Blog Post

TestingSpot Blog
2 MIN READ

AI‑Powered Performance Test Analysis using GHCP

AnilKumarGolla's avatar
Feb 02, 2026

Problem Statement
Performance testing teams often face significant challenges in comparing JMeter test results across environments or test runs.
Manual comparison and analysis of multiple result files is time-consuming, error-prone, and lacks actionable insights.

Solution
An AI-powered solution leveraging GHCP has been developed to address the identified challenge. This solution is designed to deliver

  • Seamlessly compare JMeter performance results across environments (e.g., On-Prem vs. Azure) or test runs.
  • Provide AI-driven insights to highlight endpoints with significant performance changes.
  • Deliver clear, prioritized recommendations for faster issue resolution.
  • Reduce analysis time by up to 80%, minimizing resource utilization and enabling cost savings.

Business Outcomes

  • Automated Performance Comparison: Seamlessly compare JMeter performance test results across two environments (e.g., On-Prem vs. Azure) or between different test runs, reducing manual effort and accelerating analysis.
  • AI-Driven Insights for Decision Making: Leverage AI to identify endpoints with the most significant performance improvements or degradations.
  • Actionable Observations and Recommendations: Generate clear, prioritized recommendations based on key performance trends, ensuring faster resolution of bottlenecks and improved application reliability.
  • Enhanced Efficiency and Cost Savings: Minimize analysis time and resource utilization through automation, contributing to measurable effort savings and improved operational efficiency. manual comparison of multiple JMeter result files is time-consuming and automation can reduce analysis time by up to 80%

Pre-Requisites

  • Visual Studio code with GHCP Enabled.

Usage Guidelines

  1. Start GitHub Copilot Chat from within Visual Studio Code.
  2. Attach follow files in GHCP Chat
  • Azure_PerfTestResults.json
  • OnPrem_PerfTestResults.json
  • PerfResultsAnalysis_Instructions.md

Note:  *.json files are statistics.json files generated as part of JMeter Html Reports.

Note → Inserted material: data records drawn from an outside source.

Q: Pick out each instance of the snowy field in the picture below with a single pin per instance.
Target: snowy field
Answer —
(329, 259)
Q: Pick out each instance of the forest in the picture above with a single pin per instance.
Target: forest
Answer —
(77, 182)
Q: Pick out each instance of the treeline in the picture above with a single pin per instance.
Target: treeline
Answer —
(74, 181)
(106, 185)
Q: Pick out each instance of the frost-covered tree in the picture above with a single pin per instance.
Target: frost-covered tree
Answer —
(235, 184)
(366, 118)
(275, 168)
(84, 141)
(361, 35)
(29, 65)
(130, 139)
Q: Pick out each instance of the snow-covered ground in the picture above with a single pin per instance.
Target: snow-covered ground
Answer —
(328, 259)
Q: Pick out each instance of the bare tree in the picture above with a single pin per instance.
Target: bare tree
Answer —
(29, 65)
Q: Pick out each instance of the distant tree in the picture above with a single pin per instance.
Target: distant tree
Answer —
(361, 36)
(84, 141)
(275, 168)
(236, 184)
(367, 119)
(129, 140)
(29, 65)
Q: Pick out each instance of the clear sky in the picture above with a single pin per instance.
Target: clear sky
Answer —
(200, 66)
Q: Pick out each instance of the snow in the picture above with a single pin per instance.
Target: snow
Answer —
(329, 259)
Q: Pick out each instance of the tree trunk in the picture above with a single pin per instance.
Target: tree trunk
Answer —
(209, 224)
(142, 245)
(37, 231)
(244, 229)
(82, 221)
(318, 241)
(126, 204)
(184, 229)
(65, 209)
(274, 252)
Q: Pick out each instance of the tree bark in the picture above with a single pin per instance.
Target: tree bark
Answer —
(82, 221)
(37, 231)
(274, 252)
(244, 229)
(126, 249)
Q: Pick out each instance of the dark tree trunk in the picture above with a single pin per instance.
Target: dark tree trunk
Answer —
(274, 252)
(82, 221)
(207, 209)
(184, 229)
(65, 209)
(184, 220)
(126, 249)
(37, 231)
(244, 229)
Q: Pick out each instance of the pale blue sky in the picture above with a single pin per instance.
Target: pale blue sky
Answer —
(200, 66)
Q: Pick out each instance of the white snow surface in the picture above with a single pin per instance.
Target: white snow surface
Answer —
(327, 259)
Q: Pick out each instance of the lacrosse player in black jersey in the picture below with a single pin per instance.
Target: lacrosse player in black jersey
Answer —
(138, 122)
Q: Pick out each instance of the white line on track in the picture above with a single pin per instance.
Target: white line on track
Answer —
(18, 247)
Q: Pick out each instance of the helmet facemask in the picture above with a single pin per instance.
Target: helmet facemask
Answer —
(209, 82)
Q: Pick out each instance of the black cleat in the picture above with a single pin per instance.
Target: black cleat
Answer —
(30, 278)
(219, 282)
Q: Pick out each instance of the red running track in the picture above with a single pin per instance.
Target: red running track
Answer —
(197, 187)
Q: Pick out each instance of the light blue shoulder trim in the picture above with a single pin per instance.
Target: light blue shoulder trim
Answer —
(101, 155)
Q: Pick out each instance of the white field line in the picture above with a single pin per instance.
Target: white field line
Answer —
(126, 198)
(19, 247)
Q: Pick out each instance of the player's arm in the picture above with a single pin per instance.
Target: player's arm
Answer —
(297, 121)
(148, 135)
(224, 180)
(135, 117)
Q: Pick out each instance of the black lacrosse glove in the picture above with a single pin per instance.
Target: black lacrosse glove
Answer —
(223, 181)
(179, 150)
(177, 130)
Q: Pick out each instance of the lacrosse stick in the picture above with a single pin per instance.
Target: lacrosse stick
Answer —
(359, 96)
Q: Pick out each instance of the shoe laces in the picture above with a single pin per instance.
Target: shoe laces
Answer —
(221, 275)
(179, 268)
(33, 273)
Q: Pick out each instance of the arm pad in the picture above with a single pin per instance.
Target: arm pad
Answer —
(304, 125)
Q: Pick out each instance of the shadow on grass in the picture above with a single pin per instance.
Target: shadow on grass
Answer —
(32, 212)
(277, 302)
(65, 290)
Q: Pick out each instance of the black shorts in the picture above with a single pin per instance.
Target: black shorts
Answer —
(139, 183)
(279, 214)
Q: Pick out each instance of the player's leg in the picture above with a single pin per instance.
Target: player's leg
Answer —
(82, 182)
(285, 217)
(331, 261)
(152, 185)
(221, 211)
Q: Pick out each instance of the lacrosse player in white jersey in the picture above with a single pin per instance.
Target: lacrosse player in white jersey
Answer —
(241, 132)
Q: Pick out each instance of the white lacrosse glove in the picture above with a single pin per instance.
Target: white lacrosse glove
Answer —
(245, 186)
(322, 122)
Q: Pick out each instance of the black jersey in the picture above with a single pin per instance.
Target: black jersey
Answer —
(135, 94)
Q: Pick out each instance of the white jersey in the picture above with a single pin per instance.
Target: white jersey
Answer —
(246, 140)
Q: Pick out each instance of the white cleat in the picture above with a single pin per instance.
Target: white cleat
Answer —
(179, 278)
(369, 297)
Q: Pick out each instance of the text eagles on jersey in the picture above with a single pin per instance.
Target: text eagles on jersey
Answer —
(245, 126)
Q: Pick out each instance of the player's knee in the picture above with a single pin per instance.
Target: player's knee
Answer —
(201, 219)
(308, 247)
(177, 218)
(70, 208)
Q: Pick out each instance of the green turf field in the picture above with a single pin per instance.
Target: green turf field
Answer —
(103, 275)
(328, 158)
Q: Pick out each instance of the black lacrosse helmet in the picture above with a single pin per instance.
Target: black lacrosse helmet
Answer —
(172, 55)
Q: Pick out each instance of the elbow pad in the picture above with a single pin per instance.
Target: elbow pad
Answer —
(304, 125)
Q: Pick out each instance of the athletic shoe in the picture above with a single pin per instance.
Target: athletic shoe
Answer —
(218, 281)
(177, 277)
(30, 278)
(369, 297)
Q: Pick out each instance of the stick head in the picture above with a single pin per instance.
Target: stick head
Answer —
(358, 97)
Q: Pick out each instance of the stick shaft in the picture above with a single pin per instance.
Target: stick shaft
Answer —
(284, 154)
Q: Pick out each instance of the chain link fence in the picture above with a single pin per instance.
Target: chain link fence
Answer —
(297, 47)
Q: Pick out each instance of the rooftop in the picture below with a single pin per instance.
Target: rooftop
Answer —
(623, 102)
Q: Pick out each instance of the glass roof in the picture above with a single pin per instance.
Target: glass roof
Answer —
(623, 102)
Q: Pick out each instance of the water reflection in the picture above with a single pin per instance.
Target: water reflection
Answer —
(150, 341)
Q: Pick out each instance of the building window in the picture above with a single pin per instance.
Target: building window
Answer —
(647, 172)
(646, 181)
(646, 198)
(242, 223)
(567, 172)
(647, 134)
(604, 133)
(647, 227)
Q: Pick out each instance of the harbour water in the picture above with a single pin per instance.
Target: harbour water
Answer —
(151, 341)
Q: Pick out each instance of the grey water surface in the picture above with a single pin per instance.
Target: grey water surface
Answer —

  1. Execute below UserPrompt

                                       UserPrompt: “Follow the steps in #file:PerfResultsAnalysis_Instructions.md and compare the two JMeter result files uploaded.”

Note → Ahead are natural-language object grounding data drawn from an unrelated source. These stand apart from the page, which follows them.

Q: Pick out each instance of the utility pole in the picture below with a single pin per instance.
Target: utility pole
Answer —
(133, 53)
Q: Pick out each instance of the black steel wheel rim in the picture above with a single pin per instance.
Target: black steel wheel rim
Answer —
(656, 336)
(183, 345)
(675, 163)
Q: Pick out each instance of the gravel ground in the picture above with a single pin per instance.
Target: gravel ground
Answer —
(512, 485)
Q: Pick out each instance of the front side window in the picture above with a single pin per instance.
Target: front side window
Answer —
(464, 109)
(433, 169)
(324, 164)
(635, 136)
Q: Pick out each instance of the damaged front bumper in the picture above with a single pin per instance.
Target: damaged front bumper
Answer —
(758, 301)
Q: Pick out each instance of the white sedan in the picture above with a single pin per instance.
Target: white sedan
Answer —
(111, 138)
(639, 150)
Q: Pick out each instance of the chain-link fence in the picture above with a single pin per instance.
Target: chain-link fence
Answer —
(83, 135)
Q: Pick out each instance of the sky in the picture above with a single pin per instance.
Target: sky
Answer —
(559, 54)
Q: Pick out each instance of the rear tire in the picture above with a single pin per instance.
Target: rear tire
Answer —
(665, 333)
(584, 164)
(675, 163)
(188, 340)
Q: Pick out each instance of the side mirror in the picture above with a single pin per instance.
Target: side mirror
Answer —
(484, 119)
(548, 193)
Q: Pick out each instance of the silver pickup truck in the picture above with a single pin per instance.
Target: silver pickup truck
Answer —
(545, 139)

  1. File Structure Validation is performed to ensure both files conform to the expected test results format.
  2. Upon successful validation, select the performance metric for comparison. Ex: AverageResponseTime
  1. Test results are analyzed, and Response Time Comparison between Baseline (On-Prem) and Azure is presented, including deviation and performance status. Results are also exported to a CSV file for easy reference.
  2. AI-Driven Performance Insights are generated to provide actionable recommendations.
  1. Use the prompts below to perform a more detailed analysis of your test results.

                                    UserPrompt: “Get me the Average Response time of GetProducts API between Azure and On-Prem”

 

                                    User Prompt: “Expected SLA on Azure is 150 ms, Get me the APIs whos Average Response Time is > 150 ms on Azure”

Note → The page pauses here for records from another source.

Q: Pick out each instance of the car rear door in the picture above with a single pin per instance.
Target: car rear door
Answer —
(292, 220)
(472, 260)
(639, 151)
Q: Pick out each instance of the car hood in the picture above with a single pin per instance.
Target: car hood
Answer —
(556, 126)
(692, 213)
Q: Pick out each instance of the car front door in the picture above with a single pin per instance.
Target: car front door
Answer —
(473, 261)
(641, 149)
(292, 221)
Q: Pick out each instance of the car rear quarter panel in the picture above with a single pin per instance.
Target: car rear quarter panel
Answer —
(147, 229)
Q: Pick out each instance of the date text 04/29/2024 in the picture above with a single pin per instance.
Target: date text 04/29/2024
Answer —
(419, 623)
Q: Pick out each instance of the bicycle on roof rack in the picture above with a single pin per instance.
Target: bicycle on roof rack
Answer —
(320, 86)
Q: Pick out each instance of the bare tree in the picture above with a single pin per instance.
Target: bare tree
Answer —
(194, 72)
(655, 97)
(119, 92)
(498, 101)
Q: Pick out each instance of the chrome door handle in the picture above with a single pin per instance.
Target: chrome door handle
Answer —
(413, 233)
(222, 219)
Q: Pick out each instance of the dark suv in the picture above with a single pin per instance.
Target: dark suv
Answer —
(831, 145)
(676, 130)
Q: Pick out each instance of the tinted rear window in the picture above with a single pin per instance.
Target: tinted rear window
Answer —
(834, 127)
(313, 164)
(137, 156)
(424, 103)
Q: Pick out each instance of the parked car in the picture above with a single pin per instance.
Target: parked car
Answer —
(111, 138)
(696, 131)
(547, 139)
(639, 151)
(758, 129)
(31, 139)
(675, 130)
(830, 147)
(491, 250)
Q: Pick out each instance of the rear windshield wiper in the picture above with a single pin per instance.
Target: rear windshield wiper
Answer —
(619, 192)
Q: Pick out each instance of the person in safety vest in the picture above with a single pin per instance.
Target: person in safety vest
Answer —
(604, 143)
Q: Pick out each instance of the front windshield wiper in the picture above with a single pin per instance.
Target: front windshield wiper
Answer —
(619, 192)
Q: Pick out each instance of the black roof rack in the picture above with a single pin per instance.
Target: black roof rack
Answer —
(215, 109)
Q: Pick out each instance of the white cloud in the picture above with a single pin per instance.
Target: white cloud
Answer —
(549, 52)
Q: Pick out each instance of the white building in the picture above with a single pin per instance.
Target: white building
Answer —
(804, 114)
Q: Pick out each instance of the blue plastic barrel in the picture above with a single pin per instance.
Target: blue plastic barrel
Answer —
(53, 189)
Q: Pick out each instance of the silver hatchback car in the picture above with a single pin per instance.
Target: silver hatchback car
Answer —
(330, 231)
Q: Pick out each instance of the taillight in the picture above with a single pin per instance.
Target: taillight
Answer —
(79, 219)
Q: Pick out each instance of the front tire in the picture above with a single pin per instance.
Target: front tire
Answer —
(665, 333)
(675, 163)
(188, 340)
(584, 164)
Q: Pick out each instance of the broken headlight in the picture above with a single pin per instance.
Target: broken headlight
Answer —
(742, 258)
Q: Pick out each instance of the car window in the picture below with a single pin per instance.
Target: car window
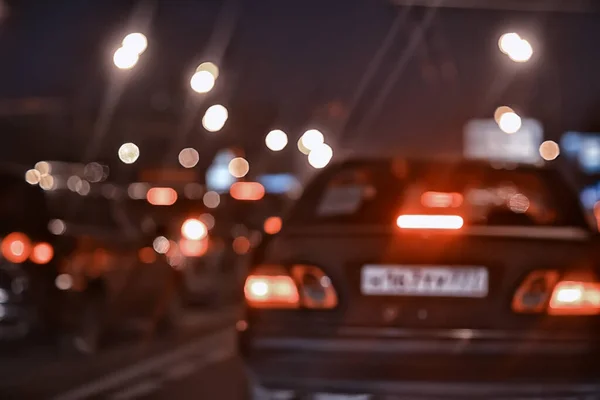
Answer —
(378, 192)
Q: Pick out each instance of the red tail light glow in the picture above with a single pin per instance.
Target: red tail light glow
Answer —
(16, 247)
(193, 248)
(42, 253)
(441, 200)
(575, 298)
(303, 286)
(249, 191)
(430, 222)
(194, 229)
(161, 196)
(271, 291)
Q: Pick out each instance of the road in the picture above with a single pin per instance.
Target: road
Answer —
(199, 361)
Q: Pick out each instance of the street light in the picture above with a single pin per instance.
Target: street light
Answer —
(312, 138)
(515, 47)
(320, 156)
(129, 153)
(214, 118)
(133, 45)
(276, 140)
(510, 122)
(136, 42)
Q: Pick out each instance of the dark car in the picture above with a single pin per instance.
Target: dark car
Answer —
(76, 266)
(413, 279)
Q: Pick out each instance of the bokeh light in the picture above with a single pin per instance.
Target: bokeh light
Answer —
(125, 58)
(129, 153)
(57, 227)
(549, 150)
(208, 220)
(312, 139)
(508, 41)
(202, 82)
(47, 182)
(33, 176)
(135, 42)
(522, 52)
(276, 140)
(161, 245)
(510, 122)
(320, 156)
(43, 167)
(189, 157)
(238, 167)
(272, 225)
(211, 199)
(214, 118)
(500, 111)
(209, 67)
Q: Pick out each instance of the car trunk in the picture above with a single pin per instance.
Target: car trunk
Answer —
(507, 261)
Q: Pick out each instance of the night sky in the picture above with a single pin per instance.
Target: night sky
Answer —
(291, 64)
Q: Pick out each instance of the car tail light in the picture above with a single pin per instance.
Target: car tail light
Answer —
(194, 229)
(575, 298)
(304, 286)
(549, 292)
(271, 288)
(42, 253)
(441, 199)
(16, 247)
(416, 221)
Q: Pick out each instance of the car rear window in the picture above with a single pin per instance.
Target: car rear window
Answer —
(378, 192)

GitHub Repository for project is available at https://github.com/AnilKumarGolla/PerfAnalysisUsingGHCP

 

Updated Jan 29, 2026
Version 1.0

1 Comment

  • Thanks AnilKumarGolla​ for publishing in the TestingSpotBlog! This is a great article, very detailed and very clear. It's nice to see AI making its way into performance testing. Thank you for your post again, please keep them coming!